Steve Zolno is the author of The Future of
Democracy, The Death of Democracy, and the upcoming Truth
and Democracy. He has been leading study groups in democracy since
2006.
Changes in laws or regulations alone
have not – and cannot – eliminate our culture of divisiveness. Since the Civil
War we have enacted numerous new laws – including three amendments to the
Constitution and the Civil Rights Acts of 1964 and 1968. There have been a
series demonstrations that go back to the 1963 March on Washington – some
violent and some peaceful. But we have seen only incremental changes in the way
that minorities are treated in our country, including by those who have been sworn
to uphold our laws equally.
Although we need new laws to curb
the abuses of police, laws don’t change instinctive human behavior to see some
people as dangerous or evil based on their color or background. Regulations
don’t make people respect each other.
When we see others only as
members of their groups we fail to recognize that their lives and individuality
matter. This is what every human being seeks. Real change happens when we learn
to recognize others – and interact with them – as the valuable individuals that
they are. The direction our police training needs to go is toward practiced
respectful interaction that leads toward overcoming our inherent prejudices.
We need to introduce interpersonal
skills training in our schools that provides children practice in relating
respectfully to others. This most essential skill has long been neglected. Then
similar training must be brought into every work situation that requires
interpersonal skills – which is almost all of them – and especially into the
workplaces of those who are expected to enforce our laws.
Training in respectful interaction
with people of different backgrounds inspires us to see each other as equally
valid human beings. Practice at communicating in a respectful manner generates
the interpersonal attitudes and skills that are needed to move past the biases
that plague our society.
We also need publicly sponsored skills
training programs for those who are jobless or underemployed and have become
hopeless about their lives. This will change their focus from resentment to
optimism about their future. Much of the funding that goes into policing and
keeping millions behind bars would be better spent teaching skills that our
society needs to those caught in repetitive incarceration.
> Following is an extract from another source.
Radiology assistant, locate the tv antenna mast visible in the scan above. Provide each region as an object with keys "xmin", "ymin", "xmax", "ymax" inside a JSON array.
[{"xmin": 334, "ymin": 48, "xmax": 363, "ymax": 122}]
The way out of our mire of blame is
not just more new laws and regulations, or the elimination of old ones. We need
to not just preach – but practice – genuine empathetic interactions with others
if real change is to take place. When we adopt the view that every individual is
an equally valid human being we reinstate the basic principle of human equality
upon which democracy is founded. And as a bonus, when we interact respectfully
with others we also experience respect for ourselves.
Real change comes only when we begin
to recognize others as human beings who essentially are like ourselves.